Exhibit 8(c)
AGREEMENT TO PAY OPERATING EXPENSES
This Agreement to Pay Operating Expenses, dated April 1, 2002, which restates
and amends the Agreement to Pay Operating Expenses dated as of January 1, 1999
as amended September 1, 2000, is made between Mutual of America Capital
Management Corporation, a Delaware corporation (the Adviser), and Mutual of
America Institutional Funds, Inc., a Maryland corporation (the Investment
Company).
WHEREAS, the Adviser serves as investment adviser for the portfolios (the Funds)
of the Investment Company; and
WHEREAS, the Adviser has voluntarily reimbursed or otherwise limited the
operating expenses of each of the Funds since its inception date; and
WHEREAS, the Adviser has agreed to increase the amount of its voluntary
reimbursement for each Fund effective April 1, 2002; and
WHEREAS, the Investment Company desires that the Adviseris voluntary payment of
expenses be formalized in this Agreement, and the Adviser is willing to do so on
the terms and conditions set forth herein.

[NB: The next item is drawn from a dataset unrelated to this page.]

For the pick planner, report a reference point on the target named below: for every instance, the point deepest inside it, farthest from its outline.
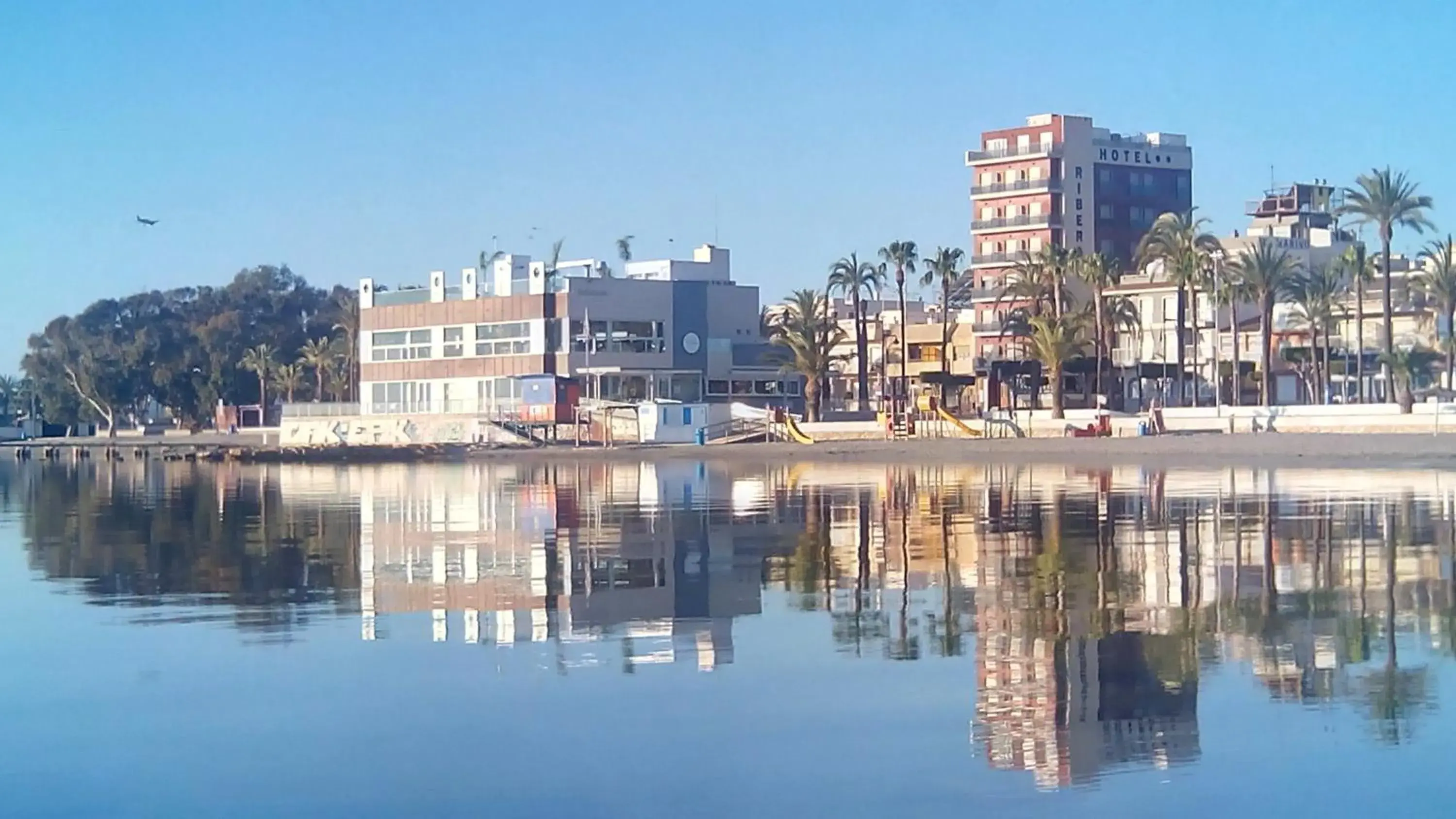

NOW, THEREFORE, in consideration of the mutual promises herein contained, the
Investment Company and the Adviser, intending to be legally bound, mutually
covenant and agree as follows:
Section 1. Payment of Expenses. The Adviser agrees to reimburse or otherwise
limit the expenses of the Funds, other than for advisory fees, extraordinary
expenses and portfolio transaction costs, so that such expenses on an annual
basis will be equal to 0%.
As a result of such reimbursements by the Adviser of operating expenses, the
Funds will have maximum total annual expenses as a percentage of average net
assets (excluding extraordinary expenses and portfolio transaction costs) equal
to their advisory fees, which are at the following annual rates of net assets:
Equity Index Fund -- .125% All America Fund -- .50%
Mid-Cap Equity Index Fund -- .125% Aggressive Equity Fund -- .85%
Bond Fund -- .45% Money Market Fund -- .20%
Section 2. Determination of Expense Accruals. As of April 1, 2002, the daily
expense accrual to be assessed against the net assets of each of the Funds will
be set at 0%. If at any time the Investment Company determines that a daily
expense accrual for extraordinary expenses should be assessed against the net
assets of one or more of the Funds, it will establish the appropriate rate of
daily expense accrual and will inform the Adviser of such rate.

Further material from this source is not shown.